兵庫県警丹波署は29日、特殊詐欺被害を未然に防いだとして、前山(さきやま)郵便局(丹波市市島町)に感謝状を贈った。交流サイト(SNS)のフェイスブックで知り合った女性を名乗る相手から投資話を持ちかけられ、高額を振り込もうと来局した同市内の男性(53)の様子を、窓口対応した局員が不審に感じ、同署に通報した。
同署によると、男性は相手とやり取りを重ねて恋愛感情を抱き、結婚まで視野に入れていた。その相手から「高級ワインを買えば値段が上がってもうかる」と言われ、購入費として来局までに180万円をだまし取られていた。

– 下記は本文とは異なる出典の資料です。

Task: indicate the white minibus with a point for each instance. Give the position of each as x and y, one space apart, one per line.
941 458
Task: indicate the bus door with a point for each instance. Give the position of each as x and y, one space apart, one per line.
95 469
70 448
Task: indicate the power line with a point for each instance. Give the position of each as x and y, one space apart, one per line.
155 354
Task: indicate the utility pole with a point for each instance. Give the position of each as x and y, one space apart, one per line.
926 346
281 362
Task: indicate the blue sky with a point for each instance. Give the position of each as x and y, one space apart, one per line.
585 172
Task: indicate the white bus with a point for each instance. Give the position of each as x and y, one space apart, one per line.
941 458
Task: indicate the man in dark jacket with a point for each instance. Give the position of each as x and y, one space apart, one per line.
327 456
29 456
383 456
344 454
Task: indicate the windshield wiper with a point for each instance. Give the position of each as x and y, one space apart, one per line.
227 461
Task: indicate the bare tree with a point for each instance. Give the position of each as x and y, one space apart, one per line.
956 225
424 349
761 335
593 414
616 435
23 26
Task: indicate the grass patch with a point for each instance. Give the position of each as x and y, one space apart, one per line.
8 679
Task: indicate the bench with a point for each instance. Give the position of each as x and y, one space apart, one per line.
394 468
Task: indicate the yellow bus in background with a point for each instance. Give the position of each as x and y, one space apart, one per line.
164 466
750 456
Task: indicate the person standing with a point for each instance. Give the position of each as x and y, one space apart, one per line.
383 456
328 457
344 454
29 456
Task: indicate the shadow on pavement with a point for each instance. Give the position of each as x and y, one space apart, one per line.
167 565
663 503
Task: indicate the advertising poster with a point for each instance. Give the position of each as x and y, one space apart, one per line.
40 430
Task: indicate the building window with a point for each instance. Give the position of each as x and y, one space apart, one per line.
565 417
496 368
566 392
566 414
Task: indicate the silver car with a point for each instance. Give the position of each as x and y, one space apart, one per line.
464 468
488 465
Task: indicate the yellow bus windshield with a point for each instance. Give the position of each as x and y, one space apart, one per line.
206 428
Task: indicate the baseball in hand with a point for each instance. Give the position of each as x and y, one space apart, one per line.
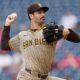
14 14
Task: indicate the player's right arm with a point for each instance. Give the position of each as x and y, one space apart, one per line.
6 34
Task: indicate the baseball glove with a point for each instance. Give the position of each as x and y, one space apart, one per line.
52 32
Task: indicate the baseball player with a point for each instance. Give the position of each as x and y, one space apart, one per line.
37 45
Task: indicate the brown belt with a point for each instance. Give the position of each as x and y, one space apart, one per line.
39 75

男性はさらに購入費として限度額を超える90万円分を送金しようと来局。局員の石田風斗さん(26)は「送金先が分からない。30分後に連絡が来るはず」などと説明を受け、送金先の口座名義が外国人だったことから「黒っぽい」と疑った。送金目的を尋ねると「知り合いに投資を勧められた」と言われ、詐欺と確信。余田紀章局長(48)に相談し、同署に通報した。署員到着まで送金処理にあえて時間をかけた。
余田局長は「『気付き』が一番大事。お客さんの電話の様子などには日頃から気を配っている」と言い、石田さんは「被害に遭われたお金から次の被害につながる。一人でも被害に遭う人を減らせたのがうれしい」と話した。